Firstly, I feel a unique bond with Milo over the time and place of my mother’s death; on that heart-shattering afternoon when I found her, peaceful and still, Milo was there. For however long she had been gone, Milo had stayed with her, keeping guard, quiet and loyal. Mabel, bless her, had somehow escaped, probably hungry at some point, and it was not for several days until we found her at the RSPCA. But in those first few days, on that first day, in those first awful minutes in that room, Milo was there with me, and remains fixed in my memory of that event, in all its intensity. The oldest sons, Milo and Jez, are joined: in our experience, in our sobriety and responsibility, in our attendance of our mum in her death. And in the days that followed, caring for Milo, helping him settle in our apartment, keeping him fed and watered, walking him around Royal Park as he would do with mum, all of these things grounded us. The care of another living thing, dependent on you, and who is now a living reminder of your mother, there is something beneficial about that. You must get out of bed, you must rug up and head out the door to the park, you must remember poo bags. A new routine establishes and gives you some anchor point in a time and a space without fixed horizons. The tight quarters, necessitated by hosting my sister and her partner, as well as Milo and Mabel in the apartment that normally only houses me and my partner, became a comforting constant, our self-described puppy pile, six mourning creatures eating (irregularly) and sleeping (irregularly) in a few small rooms.
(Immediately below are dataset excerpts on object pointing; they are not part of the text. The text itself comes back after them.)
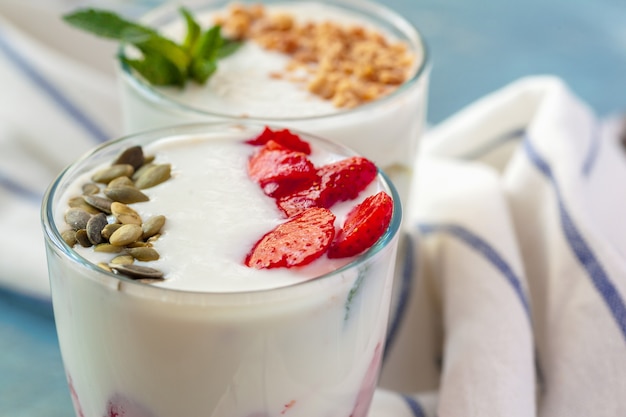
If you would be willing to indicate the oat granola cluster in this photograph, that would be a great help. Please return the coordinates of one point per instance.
(348, 65)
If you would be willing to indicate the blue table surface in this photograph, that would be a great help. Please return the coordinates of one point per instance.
(475, 48)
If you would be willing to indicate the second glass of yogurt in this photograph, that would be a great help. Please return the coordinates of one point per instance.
(213, 337)
(253, 83)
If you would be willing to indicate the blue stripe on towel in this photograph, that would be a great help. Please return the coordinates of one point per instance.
(408, 272)
(19, 190)
(51, 91)
(482, 247)
(415, 406)
(581, 249)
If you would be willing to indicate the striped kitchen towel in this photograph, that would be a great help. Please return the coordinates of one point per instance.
(518, 305)
(52, 109)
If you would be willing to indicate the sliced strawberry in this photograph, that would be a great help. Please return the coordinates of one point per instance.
(344, 180)
(281, 171)
(338, 181)
(364, 225)
(295, 203)
(297, 242)
(284, 137)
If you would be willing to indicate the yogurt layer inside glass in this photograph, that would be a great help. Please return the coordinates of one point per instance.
(385, 130)
(210, 339)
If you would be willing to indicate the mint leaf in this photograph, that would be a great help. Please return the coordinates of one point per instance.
(229, 47)
(163, 62)
(204, 55)
(193, 30)
(156, 70)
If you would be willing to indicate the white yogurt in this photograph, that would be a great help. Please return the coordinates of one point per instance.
(215, 213)
(386, 130)
(131, 349)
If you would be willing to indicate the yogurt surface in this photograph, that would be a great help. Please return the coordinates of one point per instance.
(245, 83)
(214, 214)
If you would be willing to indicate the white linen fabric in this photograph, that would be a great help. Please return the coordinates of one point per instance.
(53, 108)
(518, 218)
(513, 301)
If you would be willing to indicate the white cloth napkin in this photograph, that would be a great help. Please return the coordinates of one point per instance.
(515, 304)
(52, 109)
(519, 219)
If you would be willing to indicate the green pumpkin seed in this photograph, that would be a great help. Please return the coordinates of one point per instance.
(94, 228)
(125, 194)
(143, 254)
(146, 166)
(108, 174)
(125, 214)
(109, 229)
(90, 189)
(126, 234)
(132, 156)
(100, 203)
(123, 260)
(104, 266)
(137, 272)
(79, 202)
(107, 248)
(120, 181)
(153, 176)
(77, 218)
(82, 238)
(152, 226)
(69, 236)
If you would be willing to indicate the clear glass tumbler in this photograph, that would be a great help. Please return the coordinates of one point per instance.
(386, 130)
(139, 350)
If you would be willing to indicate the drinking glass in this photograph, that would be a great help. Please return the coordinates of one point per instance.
(135, 349)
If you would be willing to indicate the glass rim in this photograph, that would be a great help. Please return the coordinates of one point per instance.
(389, 15)
(52, 234)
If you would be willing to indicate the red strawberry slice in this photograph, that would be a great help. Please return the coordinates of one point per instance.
(281, 171)
(297, 242)
(339, 181)
(284, 137)
(364, 225)
(344, 180)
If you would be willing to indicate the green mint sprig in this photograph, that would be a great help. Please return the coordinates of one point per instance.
(163, 61)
That’s why Milo and Mabel, as they settle into a new home, remain such central, small, furry figures in the grief of my family and I. These two rescues-of-indeterminate-breed represent one of mum’s last, most loving projects. There’s a certain symmetry between Milo and his little sister Mabel, and with me and my little sister, and the care and attention that she invested in us, she invested in them (maybe to a different extent). With the resilience and strength that is specific to single mothers, my mum built a home and built comfort for her family — canine and human — with her bare hands and few resources.
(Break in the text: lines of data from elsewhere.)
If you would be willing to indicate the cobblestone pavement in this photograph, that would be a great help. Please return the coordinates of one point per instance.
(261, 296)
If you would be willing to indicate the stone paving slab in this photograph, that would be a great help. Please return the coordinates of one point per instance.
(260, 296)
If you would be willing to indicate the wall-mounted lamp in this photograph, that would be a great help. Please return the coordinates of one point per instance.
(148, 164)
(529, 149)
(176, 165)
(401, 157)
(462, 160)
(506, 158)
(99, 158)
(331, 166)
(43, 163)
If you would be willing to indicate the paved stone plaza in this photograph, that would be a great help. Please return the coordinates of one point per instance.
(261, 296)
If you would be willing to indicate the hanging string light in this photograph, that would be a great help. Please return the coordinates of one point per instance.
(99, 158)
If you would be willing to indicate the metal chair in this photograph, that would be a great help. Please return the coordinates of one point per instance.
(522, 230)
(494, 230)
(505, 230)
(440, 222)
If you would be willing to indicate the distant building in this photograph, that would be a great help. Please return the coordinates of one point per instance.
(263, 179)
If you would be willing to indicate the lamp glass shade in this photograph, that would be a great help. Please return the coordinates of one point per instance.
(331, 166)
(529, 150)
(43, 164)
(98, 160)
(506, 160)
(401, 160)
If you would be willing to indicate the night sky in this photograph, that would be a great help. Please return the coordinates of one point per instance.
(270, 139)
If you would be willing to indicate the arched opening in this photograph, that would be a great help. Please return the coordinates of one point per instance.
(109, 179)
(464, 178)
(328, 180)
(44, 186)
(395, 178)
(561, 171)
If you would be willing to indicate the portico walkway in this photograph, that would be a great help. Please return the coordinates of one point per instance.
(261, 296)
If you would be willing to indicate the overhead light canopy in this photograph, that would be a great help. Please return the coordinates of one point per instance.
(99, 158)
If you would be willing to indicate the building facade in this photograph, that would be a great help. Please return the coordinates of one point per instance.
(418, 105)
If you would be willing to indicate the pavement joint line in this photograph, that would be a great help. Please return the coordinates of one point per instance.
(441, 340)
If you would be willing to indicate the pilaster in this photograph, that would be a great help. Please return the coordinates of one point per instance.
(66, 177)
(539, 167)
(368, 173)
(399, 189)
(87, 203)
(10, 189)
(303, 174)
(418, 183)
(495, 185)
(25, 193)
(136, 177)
It is this sense of intertwined family (and much more, unpacked in the messy emotional chaos of loss) that has undone me and brought me to tears as we left Milo and Mabel in the bright, friendly home of people who are eager to start a new pack. They are kind, gentle and dog-literate, and will be wonderful custodians (they already are) of my mother’s dogs in the next stage of their lives. The wellbeing and happiness of those dogs has become infused with honouring my mother’s work, and this is why my eyes flood when we first drive away. But this new household understands the complex emotional knot that binds Milo and Mabel with my mother, and have already offered an ongoing connection. When we talk on the phone about the dogs, I’m glad to hear that Mabel is getting to play and tumble with another dog (another Milo, a strapping working dog who has now become Big Milo). It breaks my heart at first to learn that (Little) Milo is struggling when his new owner isn’t home, his separation anxiety and fear of instability returning. But then there is relief as he starts to settle down, building trust again, his wariness relaxing inch by inch.
And in knowing now that Milo and Mabel are settling into their new home, are sniffing new dogs on their walks, have jaunty new dog jackets, I am sad that they aren’t with me, but glad to know that life goes on for them. On the path of sorrow and healing, much like on our walks around Royal Park, these dogs are pulling ahead, and we follow behind them.